27/04/2007, Viernes de la 3ª semana de Pascua.
Hechos de los apóstoles 9, 1-20, Sal 116, 1. 2 , san Juan 6, 52-59

La Eucaristía es un misterio muy grande. Los judíos se preguntaban “¿Cómo puede este darnos a comer su carne?”, y tenían a Jesús ante ellos y podían verlo y tocarlo. Nosotros, que sólo lo conocemos sacramentalmente confesamos que, en la comunión, verdaderamente comemos la carne de Jesucristo.

Jesús señala que por la comunión nos unimos a Él y Él a nosotros. San Agustín ya notó hace siglos que la comunión, a diferencia de la ingestión de otros alimentos, supone que nosotros somos asimilados a Jesucristo. Si cuando tomamos cualquier otra comida esta pasa a ser parte de nosotros, y se transforma en músculo o en sangre, cuando recibimos la Eucaristía somos nosotros los que nos configuramos a Cristo. Ese proceso se llama cristificación. Por eso podemos decir que recibimos a Cristo Eucaristía para ser Cristo.

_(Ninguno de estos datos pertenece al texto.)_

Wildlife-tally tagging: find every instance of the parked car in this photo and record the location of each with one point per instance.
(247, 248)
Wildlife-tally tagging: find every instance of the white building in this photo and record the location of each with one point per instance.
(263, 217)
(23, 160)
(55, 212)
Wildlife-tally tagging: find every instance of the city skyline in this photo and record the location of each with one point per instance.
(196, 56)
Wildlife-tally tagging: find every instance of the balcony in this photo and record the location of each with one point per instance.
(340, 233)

Atendiendo al evangelio de hoy vemos que Jesús nos comunica la misma vida divina. Dice: “El Padre que vive me ha enviado, y yo vivo por el Padre; del mismo modo, el que me come vivirá por mí”.

Pensando en la maravilla del sacramento de la Eucaristía, que pone a Jesús en nuestras manos y lo une a lo más íntimo de nosotros mismos, hasta el punto de situarlo en el centro de nuestra vida, caía en la cuenta de la bondad divina y de la verdad de ese encuentro sacramental.

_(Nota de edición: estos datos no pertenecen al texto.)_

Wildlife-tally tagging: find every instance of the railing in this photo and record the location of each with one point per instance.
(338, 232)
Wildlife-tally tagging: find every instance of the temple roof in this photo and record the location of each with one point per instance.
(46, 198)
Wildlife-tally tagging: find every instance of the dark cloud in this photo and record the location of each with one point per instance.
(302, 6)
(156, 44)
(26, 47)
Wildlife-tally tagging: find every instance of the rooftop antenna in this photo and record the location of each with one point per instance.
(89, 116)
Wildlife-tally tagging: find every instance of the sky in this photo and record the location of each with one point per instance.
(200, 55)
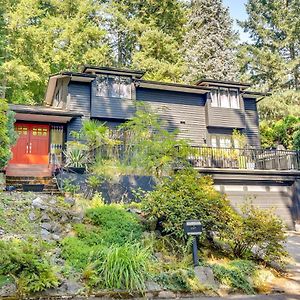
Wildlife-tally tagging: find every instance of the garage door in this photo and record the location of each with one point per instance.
(279, 197)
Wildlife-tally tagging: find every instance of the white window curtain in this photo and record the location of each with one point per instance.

Jesús instituye la Iglesia. Esta no es algo ajeno a Él. Por el Espíritu Santo los cristianos que forman parte de la Iglesia son, verdaderamente, el Cuerpo de Cristo. Jesús es la cabeza de este cuerpo. Una vez que ha subido al cielo el Señor nos envía su Espíritu Santo. Este actúa respecto de la Iglesia como el alma respecto del cuerpo. Da vida y santifica. La Iglesia va comunicando el poder de Jesús de una forma tangible. Los apóstoles impusieron las manos a sus sucesores y estos a otros, hasta llegar a nosotros. No se ha roto esa sucesión. Están todos los eslabones de la cadena. Los obispos, que conectan con algún apóstol ordenan sacerdotes que consagran el pan y lo distribuyen a los fieles. Cuando comulgamos tomamos a Cristo que ha llegado hasta nosotros no sólo por el milagro que ha acontecido en esa celebración concreta, sino por toda la estructura de la Iglesia, que vive de Él. Es algo verdaderamente maravilloso.

Toda la Iglesia existe para facilitar ese encuentro entre Cristo y yo; para que pueda tomar su carne y beber su sangre y, de esa manera, tener vida eterna.

La Eucaristía es el gran tesoro escondido de la Iglesia. Nosotros lo tenemos tan fácil que podemos olvidar su valor. Pasa como con el agua. Sin ella es imposible la vida. Sin embargo, muchas veces la menospreciamos y preferimos otras bebidas más agradables al paladar aunque menos sanas. La Eucaristía está ahí para nosotros, Dios a nuestro alcance. Quizás de tan cercano que se ha hecho nos cueste reconocer su presencia.

Pidámosle a la Virgen María, que engendró al que hoy se nos ofrece sacramentalmente, que nos ayude a recibirlo en nuestro interior con la misma pureza, humildad y devoció que ella lo hizo.